These two have a lot in common.
My goodness, what a lot of fuss in the New York and Washington media about America’s first African-American President. Their surprise is what surprises me. I’m reminded of some lines Sidney Poitier says to his father in the 1967 movie “Guess Who’s Coming to Dinner?” when he finds his father disapproves of his interracial marriage. “You see yourself as a black man,” says Poitier. “And I see myself as a man.”
Oprah Winfrey, not Katie Couric, is the most popular woman on television and one of America’s wealthiest women to boot. Katie just gets a salary. Will Smith, not Kevin Costner, is America’s hottest movie star. Think sports heroes, and Tiger Woods, Michael Jordon, and Alex Rodriguez come to mind long before Cal Ripkin, Jr. And young people are lining up to see Beyonce Knowles, not Debby Boone.
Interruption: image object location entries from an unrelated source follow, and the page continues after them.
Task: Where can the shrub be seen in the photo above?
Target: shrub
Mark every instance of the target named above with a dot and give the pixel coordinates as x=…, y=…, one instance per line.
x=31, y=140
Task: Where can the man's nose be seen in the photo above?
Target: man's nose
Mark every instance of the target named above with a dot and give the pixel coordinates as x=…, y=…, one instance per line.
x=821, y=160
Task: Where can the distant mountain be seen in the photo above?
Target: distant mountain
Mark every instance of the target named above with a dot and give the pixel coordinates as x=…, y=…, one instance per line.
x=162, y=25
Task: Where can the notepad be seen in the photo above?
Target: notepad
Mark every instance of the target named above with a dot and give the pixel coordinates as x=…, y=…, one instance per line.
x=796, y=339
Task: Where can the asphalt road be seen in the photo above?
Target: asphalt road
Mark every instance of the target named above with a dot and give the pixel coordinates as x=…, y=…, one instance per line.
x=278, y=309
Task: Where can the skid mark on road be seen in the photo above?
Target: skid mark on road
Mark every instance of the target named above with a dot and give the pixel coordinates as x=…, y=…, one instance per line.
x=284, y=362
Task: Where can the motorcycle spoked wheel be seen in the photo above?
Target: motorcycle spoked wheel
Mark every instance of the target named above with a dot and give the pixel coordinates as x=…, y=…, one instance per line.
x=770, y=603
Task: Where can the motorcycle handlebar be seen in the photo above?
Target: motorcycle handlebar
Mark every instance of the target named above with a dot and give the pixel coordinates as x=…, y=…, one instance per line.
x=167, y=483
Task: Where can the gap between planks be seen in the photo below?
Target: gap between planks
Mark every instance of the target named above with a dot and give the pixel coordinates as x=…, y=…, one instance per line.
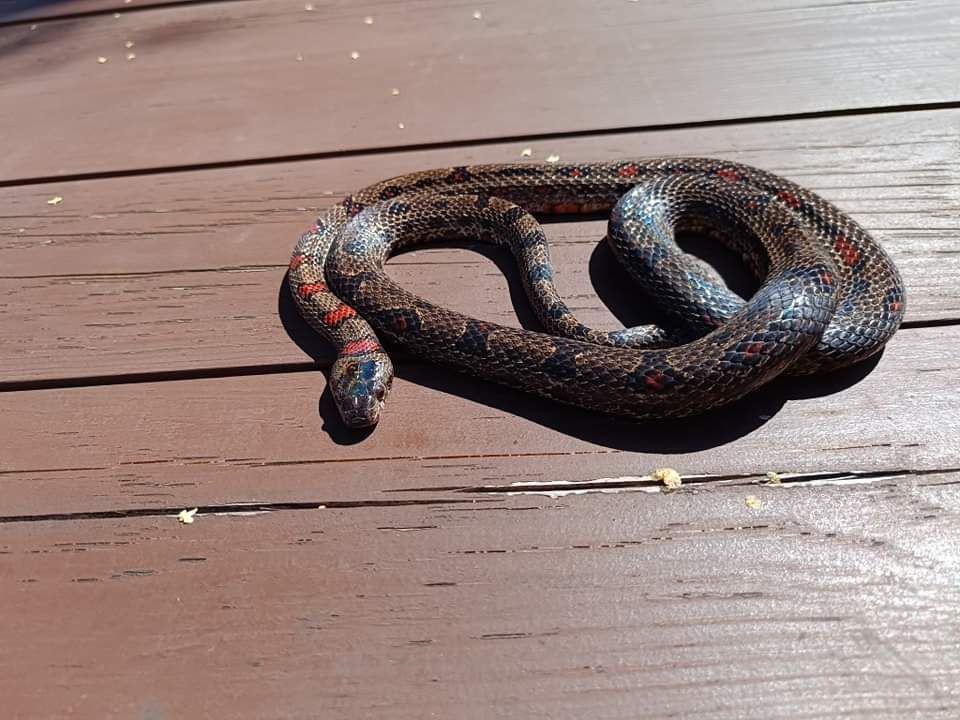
x=481, y=141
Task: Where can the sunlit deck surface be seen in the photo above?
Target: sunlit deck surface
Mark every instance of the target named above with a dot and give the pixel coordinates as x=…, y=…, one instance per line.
x=481, y=554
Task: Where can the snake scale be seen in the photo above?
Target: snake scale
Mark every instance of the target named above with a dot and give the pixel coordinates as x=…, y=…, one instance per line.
x=829, y=295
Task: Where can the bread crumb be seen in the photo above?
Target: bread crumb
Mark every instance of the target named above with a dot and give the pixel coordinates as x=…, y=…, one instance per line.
x=668, y=476
x=186, y=516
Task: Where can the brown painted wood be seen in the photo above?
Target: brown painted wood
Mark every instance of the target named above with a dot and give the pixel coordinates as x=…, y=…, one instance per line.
x=263, y=439
x=127, y=274
x=221, y=81
x=826, y=602
x=22, y=11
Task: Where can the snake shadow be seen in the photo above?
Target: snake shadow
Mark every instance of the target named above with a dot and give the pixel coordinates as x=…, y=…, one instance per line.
x=619, y=293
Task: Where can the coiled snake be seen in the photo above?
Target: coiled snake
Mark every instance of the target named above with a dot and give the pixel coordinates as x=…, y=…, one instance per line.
x=830, y=296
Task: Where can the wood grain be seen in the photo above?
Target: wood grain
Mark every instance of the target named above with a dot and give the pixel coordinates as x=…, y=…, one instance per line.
x=181, y=271
x=221, y=82
x=22, y=11
x=825, y=602
x=262, y=439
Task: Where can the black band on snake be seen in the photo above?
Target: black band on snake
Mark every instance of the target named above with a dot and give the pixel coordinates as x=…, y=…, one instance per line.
x=829, y=296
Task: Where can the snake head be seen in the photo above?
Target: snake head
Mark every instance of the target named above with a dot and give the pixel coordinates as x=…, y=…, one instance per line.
x=359, y=386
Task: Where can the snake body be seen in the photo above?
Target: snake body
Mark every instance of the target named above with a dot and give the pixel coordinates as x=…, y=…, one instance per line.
x=830, y=296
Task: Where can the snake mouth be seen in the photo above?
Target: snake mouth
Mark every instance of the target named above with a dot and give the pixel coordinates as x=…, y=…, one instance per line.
x=362, y=410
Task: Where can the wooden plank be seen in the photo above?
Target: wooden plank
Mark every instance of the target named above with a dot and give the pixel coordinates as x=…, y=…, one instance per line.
x=221, y=82
x=261, y=439
x=825, y=602
x=24, y=11
x=126, y=274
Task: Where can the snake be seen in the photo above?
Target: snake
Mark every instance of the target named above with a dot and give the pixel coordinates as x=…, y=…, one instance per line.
x=829, y=295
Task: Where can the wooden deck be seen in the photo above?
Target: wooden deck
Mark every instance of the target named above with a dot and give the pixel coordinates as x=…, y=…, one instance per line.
x=481, y=554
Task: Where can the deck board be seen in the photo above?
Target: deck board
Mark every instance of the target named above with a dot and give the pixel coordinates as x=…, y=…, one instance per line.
x=220, y=82
x=263, y=439
x=127, y=275
x=481, y=554
x=826, y=602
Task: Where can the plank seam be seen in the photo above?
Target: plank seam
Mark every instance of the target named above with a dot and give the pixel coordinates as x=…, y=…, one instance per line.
x=726, y=481
x=81, y=14
x=81, y=381
x=481, y=142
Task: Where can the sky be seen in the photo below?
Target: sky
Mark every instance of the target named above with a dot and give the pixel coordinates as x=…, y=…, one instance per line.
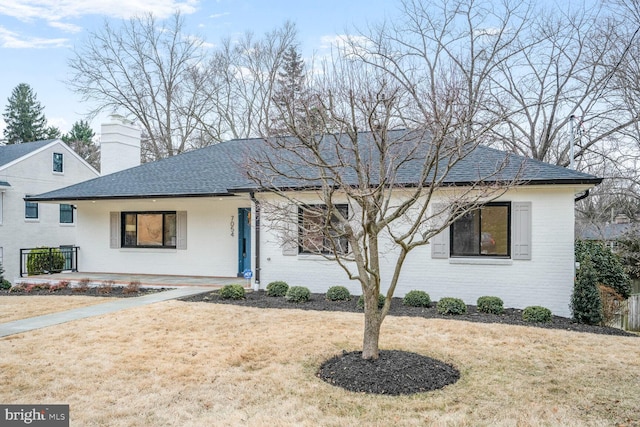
x=37, y=37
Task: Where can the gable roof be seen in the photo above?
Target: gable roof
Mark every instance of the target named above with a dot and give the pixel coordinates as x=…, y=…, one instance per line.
x=12, y=152
x=219, y=170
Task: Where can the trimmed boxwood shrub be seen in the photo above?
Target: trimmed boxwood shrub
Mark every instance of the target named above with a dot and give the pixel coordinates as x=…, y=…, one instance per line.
x=491, y=305
x=536, y=314
x=417, y=298
x=232, y=292
x=381, y=299
x=338, y=293
x=44, y=259
x=277, y=288
x=298, y=294
x=448, y=305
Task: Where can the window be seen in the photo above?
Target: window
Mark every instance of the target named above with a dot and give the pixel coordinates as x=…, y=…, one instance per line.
x=30, y=210
x=148, y=229
x=58, y=162
x=66, y=214
x=315, y=236
x=483, y=232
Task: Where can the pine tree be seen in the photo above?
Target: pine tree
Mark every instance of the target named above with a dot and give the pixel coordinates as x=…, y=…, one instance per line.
x=586, y=303
x=80, y=140
x=24, y=117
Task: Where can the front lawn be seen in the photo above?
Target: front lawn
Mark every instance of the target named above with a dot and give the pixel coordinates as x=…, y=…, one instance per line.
x=194, y=364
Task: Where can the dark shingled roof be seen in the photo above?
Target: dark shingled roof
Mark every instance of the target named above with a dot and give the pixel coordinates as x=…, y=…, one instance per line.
x=219, y=170
x=9, y=153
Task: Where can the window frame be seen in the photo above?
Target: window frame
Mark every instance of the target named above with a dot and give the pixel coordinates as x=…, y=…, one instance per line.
x=59, y=163
x=31, y=206
x=123, y=225
x=479, y=254
x=343, y=208
x=70, y=210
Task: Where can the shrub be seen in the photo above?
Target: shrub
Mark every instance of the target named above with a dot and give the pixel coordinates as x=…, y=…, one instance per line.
x=132, y=288
x=536, y=314
x=586, y=304
x=298, y=294
x=448, y=305
x=44, y=259
x=232, y=292
x=381, y=299
x=277, y=289
x=608, y=268
x=63, y=284
x=338, y=293
x=492, y=305
x=83, y=286
x=417, y=298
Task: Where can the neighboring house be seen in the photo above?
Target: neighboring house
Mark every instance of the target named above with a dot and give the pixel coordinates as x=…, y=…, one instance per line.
x=33, y=168
x=195, y=214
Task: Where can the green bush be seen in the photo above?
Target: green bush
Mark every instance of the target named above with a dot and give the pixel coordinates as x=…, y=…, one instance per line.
x=297, y=294
x=608, y=268
x=536, y=314
x=381, y=299
x=586, y=303
x=44, y=259
x=492, y=305
x=338, y=293
x=277, y=289
x=448, y=305
x=231, y=292
x=417, y=298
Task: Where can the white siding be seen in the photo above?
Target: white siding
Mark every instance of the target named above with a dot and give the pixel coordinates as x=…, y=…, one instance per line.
x=546, y=279
x=34, y=175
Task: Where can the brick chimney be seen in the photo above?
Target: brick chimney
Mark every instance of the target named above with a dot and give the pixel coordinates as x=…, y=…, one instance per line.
x=119, y=145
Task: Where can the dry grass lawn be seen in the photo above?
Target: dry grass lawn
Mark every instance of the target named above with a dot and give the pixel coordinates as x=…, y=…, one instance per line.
x=22, y=307
x=199, y=364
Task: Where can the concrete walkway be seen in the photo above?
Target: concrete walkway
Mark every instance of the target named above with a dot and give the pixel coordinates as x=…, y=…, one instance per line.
x=25, y=325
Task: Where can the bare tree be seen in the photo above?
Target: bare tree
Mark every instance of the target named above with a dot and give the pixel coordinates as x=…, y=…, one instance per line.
x=374, y=193
x=143, y=69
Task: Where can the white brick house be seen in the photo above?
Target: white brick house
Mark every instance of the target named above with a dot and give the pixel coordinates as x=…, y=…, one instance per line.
x=28, y=169
x=196, y=214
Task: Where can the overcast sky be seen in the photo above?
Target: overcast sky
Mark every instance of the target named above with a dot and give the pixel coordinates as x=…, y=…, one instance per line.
x=37, y=36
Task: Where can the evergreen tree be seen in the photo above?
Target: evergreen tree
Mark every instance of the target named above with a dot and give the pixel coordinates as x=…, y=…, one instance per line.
x=24, y=117
x=292, y=97
x=586, y=303
x=80, y=140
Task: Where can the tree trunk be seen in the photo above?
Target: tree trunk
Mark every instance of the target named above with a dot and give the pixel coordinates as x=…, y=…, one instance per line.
x=372, y=323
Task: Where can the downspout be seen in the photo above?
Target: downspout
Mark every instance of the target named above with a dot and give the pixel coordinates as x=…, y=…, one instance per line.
x=256, y=204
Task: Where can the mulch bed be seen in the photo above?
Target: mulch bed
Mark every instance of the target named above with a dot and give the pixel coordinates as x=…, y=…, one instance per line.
x=395, y=372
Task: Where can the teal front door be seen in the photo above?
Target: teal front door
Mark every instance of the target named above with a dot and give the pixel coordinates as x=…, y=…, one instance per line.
x=244, y=240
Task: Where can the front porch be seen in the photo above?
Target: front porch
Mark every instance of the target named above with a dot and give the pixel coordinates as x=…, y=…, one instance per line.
x=123, y=279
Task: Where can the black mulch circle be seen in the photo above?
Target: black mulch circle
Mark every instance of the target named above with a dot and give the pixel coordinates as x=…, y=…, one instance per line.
x=394, y=373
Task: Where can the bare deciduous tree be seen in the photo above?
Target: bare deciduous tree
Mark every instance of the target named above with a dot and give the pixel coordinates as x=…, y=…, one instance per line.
x=143, y=68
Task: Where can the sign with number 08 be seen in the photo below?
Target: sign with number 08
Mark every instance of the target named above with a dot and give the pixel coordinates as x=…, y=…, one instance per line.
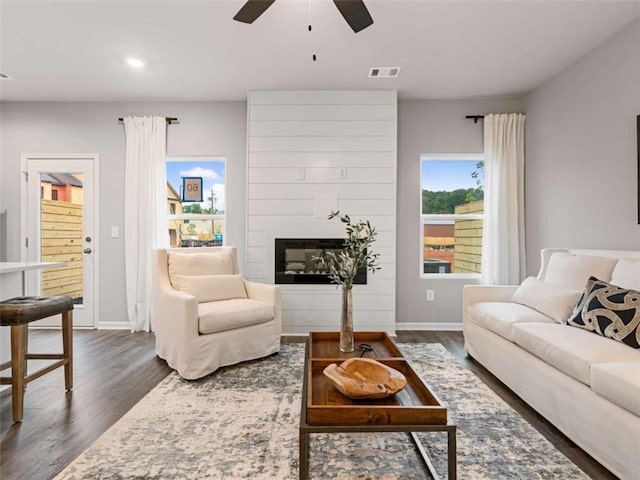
x=191, y=189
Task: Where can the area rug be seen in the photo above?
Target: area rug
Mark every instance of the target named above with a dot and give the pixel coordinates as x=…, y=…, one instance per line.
x=242, y=422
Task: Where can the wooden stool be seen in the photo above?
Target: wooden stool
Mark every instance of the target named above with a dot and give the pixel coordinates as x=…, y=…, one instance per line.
x=17, y=313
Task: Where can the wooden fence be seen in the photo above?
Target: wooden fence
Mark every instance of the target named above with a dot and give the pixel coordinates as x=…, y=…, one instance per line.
x=61, y=228
x=468, y=240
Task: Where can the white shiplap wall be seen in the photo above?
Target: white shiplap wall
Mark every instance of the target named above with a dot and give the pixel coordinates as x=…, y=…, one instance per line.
x=300, y=142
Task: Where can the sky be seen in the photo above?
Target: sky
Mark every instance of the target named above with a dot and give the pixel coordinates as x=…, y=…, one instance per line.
x=448, y=175
x=212, y=173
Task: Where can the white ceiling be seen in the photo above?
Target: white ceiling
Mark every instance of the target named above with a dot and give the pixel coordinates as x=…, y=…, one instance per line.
x=75, y=50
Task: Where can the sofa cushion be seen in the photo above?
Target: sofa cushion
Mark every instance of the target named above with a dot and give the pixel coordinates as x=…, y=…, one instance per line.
x=573, y=271
x=619, y=383
x=499, y=317
x=610, y=311
x=210, y=288
x=627, y=273
x=553, y=301
x=205, y=263
x=230, y=314
x=571, y=350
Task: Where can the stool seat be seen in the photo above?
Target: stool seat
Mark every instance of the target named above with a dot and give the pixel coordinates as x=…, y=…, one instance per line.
x=17, y=313
x=20, y=310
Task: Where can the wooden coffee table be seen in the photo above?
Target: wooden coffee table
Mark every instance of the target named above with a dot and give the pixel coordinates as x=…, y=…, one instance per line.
x=326, y=410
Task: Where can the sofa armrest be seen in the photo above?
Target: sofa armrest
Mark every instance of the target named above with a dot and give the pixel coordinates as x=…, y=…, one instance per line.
x=174, y=314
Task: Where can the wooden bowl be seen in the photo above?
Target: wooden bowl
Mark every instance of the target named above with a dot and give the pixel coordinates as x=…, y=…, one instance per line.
x=359, y=378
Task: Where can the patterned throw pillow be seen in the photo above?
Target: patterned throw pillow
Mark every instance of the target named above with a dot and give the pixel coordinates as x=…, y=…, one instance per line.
x=609, y=311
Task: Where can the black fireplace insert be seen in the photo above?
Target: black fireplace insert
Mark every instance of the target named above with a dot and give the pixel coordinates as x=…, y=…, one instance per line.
x=295, y=261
Sorry, mainstream media. America has been multicultural and colorblind for a long time. You just noticed it now? As Winston Churchill said during a visit to North America in World War II: “We have not journeyed all this way across the centuries, across the oceans, across the mountains, across the prairies, because we are made of sugar candy.”
By the way, the restrained British barely raised an eyebrow when they elected Margaret Thatcher as their Prime Minister. A woman? I say, she certainly is, but jolly good for her.
I remember when I was a young reporter and I interviewed a developer in Portland, Oregon who had just turned a former downtown factory into one of the city’s most successful indoor shopping malls. He was Japanese-American and his parents had been interned during World War II. Now he’s a multi-millionaire. When I asked him about that he laughed and said “Yeah, my Dad would be really surprised.”
America is not perfect, but it has always been about opportunity. With each wave of immigration and each wave of change, the newcomers, the different, the “other,” have faced discrimination from the ignorant. None more so than the descendants of slavery, that stain on America’s past. But we got over it.
Now it is time for the mainstream media to do the same.
President-elect Barak Obama is an articulate young man who is taking office at an extremely difficult time in American history. I don’t care what color he is, I just hope he does a good job.
What color, by the way, do you think those people were in the Bible?
5 comments:
Well put, but I was still surprised by the weight of history when Obama's election was announced. Perhaps it's in one's experience and point of view. Perhaps, like water currents, there are some layers of change in history that move quickly; others more slowly. In any case, you're right, Obama is just a man. Hope he can lead us out of the thicket we're in.
PS: GREAT Lincoln quotation.
Ah, Mike put it more clearly...he wasn't surprised at the outcome, he was surprised about how he felt.
Robin, I put this here because I tried twice to email your blog but it came back saying unable to deliver.
Ok, I made this recipe. Goodness!!! I never really paid attention to the measurements until I was actually assembling the batter. I thought there were errors, one cup of oil? Anyway, I couldn’t believe how well it turned out. My family loved it!!! Even my picky, very selective 12 year old daughter thought it was awesome. Now, that is a compliment. I think you won an award or contest here in Portland back in the day, didn’t you? Seems I remember you making a comment like, " I was going to make a lemon meringue pie but meringue is so hard to do."
Thanks so much for sharing the recipe. It is so easy that will most definitely become part of the my repertoire for holidays and special gatherings. Yes, I do all the cooking and baking in our family so the more simple the better. My wife thinks that I think she cant cook. So this is what she tells me. I know she can she just doesn’t like to.
Thanks again!
Well, thanks for the comment Anonymous. One whole cup of oil seemed strange to me too, but it works as you discovered. Wait a few days. It is even better after it sits a bit.